カコカコ と言う音と共に人の歌声や話し声が聞こえ、田植えと言っていた留夫の言葉を思い出す。
「忙しい時期でしょうに、良かったのでしょうか?」
思わず口を突いて出た言葉は、本心は半分程だった。
これで実は迷惑だから帰ってくれと言われても、捨喜太郎はどうしようもなく途方に暮れてしまう所だろう。
だからと言って、さすがにこの時期の重労働さは理解しているつもりだったのでそう言ってはみたが……留夫の反応を窺いながら内心はこの足なのに追い返されるのではなかろうかと戦々恐々としていた。
「いえ、今 だからこそでございますよ」
懐こい笑顔を見せて、けれどその言葉の響きは捨喜太郎が思うよりも硬質だった。
どう言う事だと尋ね返そうとしたが、「よいせ」の掛け声とともに二つ三つある階段を勢いよく引っ張り上げられて、その言葉は霧散してしまう。捨喜太郎の耳に、わっと一際大きく届いた雀避けの木の音と、そう多くない人数が田を植える際に歌う言葉が届く。

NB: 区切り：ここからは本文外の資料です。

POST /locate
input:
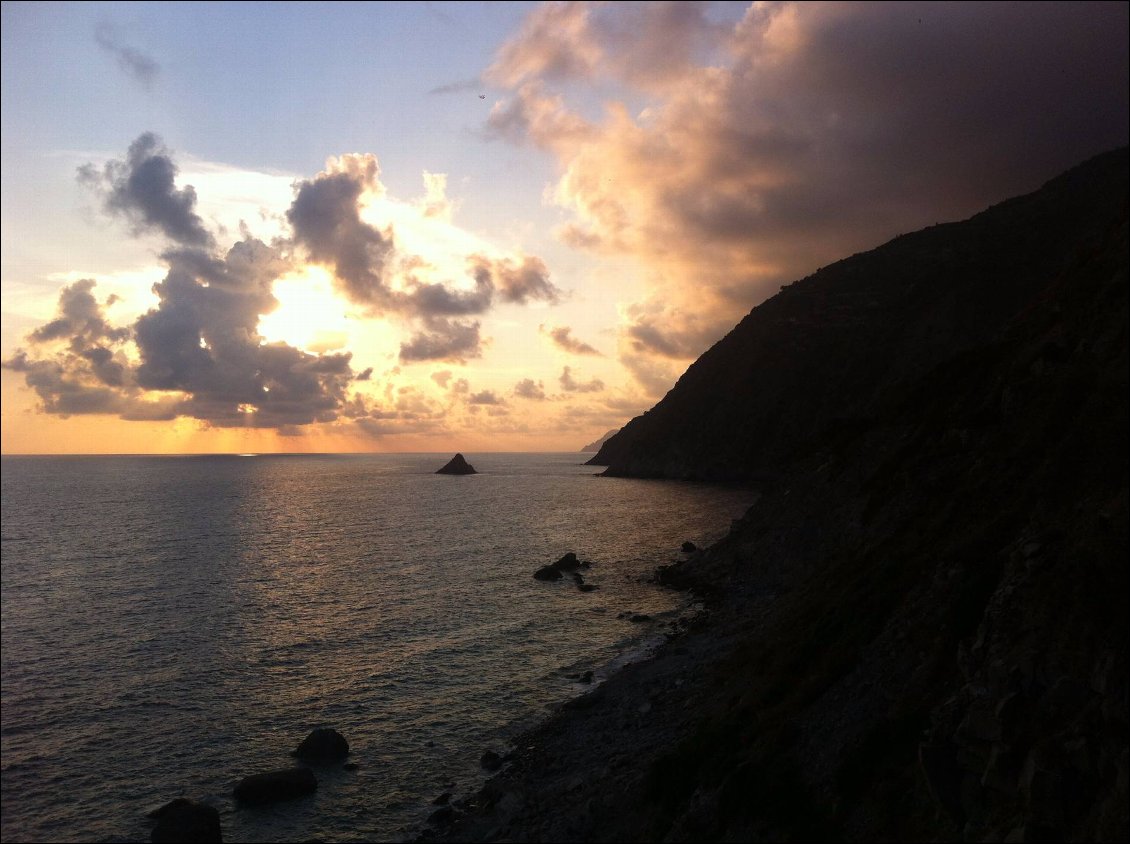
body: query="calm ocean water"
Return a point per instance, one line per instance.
(173, 624)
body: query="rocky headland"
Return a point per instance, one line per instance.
(920, 629)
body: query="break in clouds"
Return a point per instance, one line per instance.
(735, 158)
(199, 354)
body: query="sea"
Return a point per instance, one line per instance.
(173, 624)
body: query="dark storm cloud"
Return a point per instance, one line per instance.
(435, 299)
(136, 63)
(326, 216)
(80, 320)
(443, 339)
(563, 339)
(199, 347)
(142, 189)
(518, 281)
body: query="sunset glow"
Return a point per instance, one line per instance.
(521, 245)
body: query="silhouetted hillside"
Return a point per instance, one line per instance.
(826, 353)
(920, 632)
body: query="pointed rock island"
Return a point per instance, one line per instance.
(457, 466)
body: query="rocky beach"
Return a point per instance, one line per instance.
(919, 631)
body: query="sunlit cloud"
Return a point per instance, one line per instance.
(802, 133)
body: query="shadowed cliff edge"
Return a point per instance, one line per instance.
(920, 629)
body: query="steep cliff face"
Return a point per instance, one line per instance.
(920, 631)
(823, 356)
(946, 657)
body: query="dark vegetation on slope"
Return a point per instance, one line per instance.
(920, 631)
(823, 356)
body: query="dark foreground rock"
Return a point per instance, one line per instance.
(185, 820)
(275, 785)
(920, 631)
(457, 466)
(548, 573)
(321, 746)
(567, 563)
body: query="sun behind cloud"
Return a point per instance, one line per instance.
(310, 314)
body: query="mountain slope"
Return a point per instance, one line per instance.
(824, 354)
(920, 631)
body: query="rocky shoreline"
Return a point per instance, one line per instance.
(920, 631)
(570, 777)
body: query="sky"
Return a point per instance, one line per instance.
(383, 227)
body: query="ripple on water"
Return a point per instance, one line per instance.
(173, 625)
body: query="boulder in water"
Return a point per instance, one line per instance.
(457, 466)
(275, 785)
(322, 745)
(548, 573)
(568, 563)
(185, 820)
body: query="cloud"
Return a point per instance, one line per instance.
(530, 389)
(326, 216)
(571, 385)
(80, 320)
(371, 270)
(137, 64)
(198, 351)
(485, 397)
(562, 337)
(435, 203)
(201, 340)
(518, 281)
(645, 43)
(443, 339)
(800, 135)
(460, 87)
(141, 188)
(436, 299)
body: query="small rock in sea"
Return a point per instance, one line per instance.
(184, 819)
(274, 785)
(568, 563)
(322, 745)
(547, 573)
(457, 466)
(443, 816)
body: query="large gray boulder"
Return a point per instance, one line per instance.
(322, 745)
(457, 466)
(275, 785)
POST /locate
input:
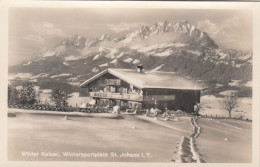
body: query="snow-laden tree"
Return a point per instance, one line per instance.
(60, 97)
(24, 94)
(229, 102)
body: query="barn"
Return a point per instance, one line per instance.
(130, 88)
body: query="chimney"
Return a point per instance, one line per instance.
(140, 68)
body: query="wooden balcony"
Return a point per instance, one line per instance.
(123, 96)
(113, 82)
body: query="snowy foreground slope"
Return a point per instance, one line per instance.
(125, 138)
(212, 107)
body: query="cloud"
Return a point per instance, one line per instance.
(47, 29)
(123, 26)
(209, 27)
(219, 29)
(33, 37)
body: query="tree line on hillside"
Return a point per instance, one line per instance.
(25, 96)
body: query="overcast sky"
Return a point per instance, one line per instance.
(32, 29)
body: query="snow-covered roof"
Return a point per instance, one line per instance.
(150, 79)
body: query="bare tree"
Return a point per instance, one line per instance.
(197, 108)
(230, 102)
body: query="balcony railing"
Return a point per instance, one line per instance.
(113, 81)
(134, 97)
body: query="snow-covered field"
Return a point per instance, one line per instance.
(211, 105)
(133, 138)
(145, 140)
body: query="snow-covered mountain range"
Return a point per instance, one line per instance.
(167, 46)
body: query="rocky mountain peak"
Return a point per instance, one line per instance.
(75, 40)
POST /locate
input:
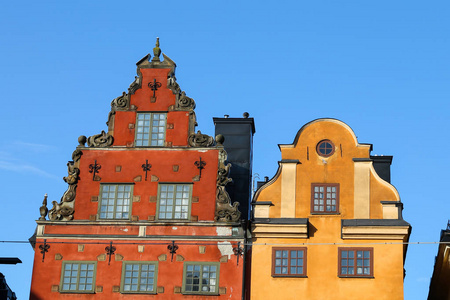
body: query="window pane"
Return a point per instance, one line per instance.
(176, 205)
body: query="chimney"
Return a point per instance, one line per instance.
(238, 133)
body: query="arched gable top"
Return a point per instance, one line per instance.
(321, 125)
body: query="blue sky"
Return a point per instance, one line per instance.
(380, 66)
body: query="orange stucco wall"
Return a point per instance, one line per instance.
(47, 273)
(322, 279)
(162, 161)
(142, 237)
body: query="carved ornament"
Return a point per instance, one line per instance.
(184, 102)
(200, 140)
(172, 84)
(63, 211)
(120, 103)
(225, 210)
(136, 84)
(100, 140)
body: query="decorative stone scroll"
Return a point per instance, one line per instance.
(120, 103)
(184, 102)
(136, 84)
(63, 211)
(172, 83)
(200, 140)
(225, 211)
(100, 140)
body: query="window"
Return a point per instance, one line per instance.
(324, 198)
(356, 262)
(139, 277)
(289, 262)
(174, 201)
(150, 129)
(115, 201)
(325, 148)
(201, 278)
(78, 277)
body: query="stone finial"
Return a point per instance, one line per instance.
(156, 51)
(220, 139)
(82, 140)
(43, 210)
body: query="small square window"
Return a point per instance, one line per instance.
(325, 198)
(356, 262)
(174, 201)
(115, 201)
(201, 278)
(139, 277)
(289, 262)
(150, 129)
(78, 277)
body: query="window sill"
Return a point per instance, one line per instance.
(200, 294)
(138, 293)
(289, 276)
(77, 292)
(325, 214)
(353, 276)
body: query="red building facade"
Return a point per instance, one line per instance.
(146, 213)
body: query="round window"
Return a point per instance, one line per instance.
(325, 148)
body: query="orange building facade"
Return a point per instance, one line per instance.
(328, 225)
(146, 213)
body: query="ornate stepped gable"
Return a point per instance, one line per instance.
(127, 102)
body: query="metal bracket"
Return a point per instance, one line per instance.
(44, 248)
(238, 251)
(146, 167)
(110, 251)
(200, 164)
(154, 86)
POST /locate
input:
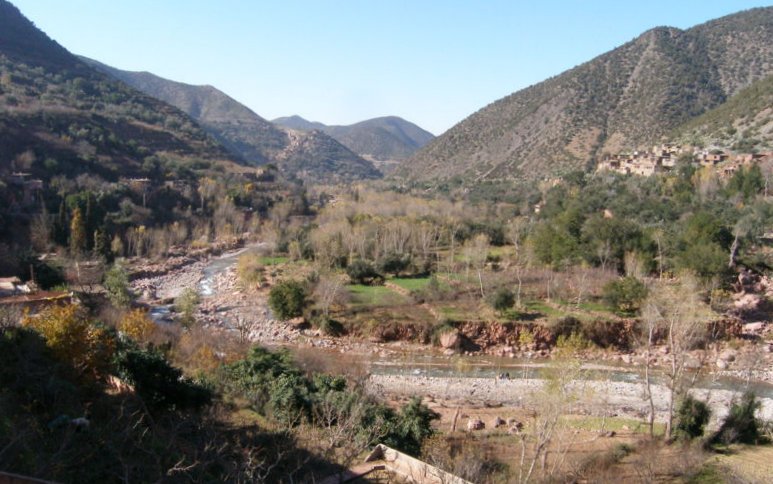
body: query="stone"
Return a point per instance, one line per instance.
(475, 424)
(728, 355)
(450, 339)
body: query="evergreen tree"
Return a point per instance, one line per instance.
(77, 233)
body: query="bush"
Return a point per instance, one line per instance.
(691, 418)
(502, 300)
(159, 384)
(740, 425)
(186, 304)
(287, 299)
(625, 295)
(362, 272)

捨喜太郎の地方とは歌詞も抑揚も違うせいか異国めいた言葉に聞こえる。
田植え唄だと言うのに、聞き慣れないせいか魔女の口上にも、怪しげな祝詞にも思え、捨喜太郎はその言葉を聞き取ろうと耳を澄ませた。
── 先神様の おなり
先神様は 番を
水の季節に 探される
花嫁ならば 雄の先神様がくる
花婿ならば 雌の先神様がくる
今年の花は どちらやぇ ──
その内容全てを聞き取れた訳ではなかったけれど、耳に入って来た部分はそう言った内容だった。忘れないようにと捨喜太郎は胸中で繰り返し、他に歌詞はないかと耳を澄ませる。
「──、────」
「 ────」
「────、────……」
ふと、良く聞こうとしていた歌声が止み、急に村の中に響くのは山の木々の間を縫って届く風の音と、それに乱暴に揺すられてコトコト カコカコ と音を鳴らす雀避けのみだった。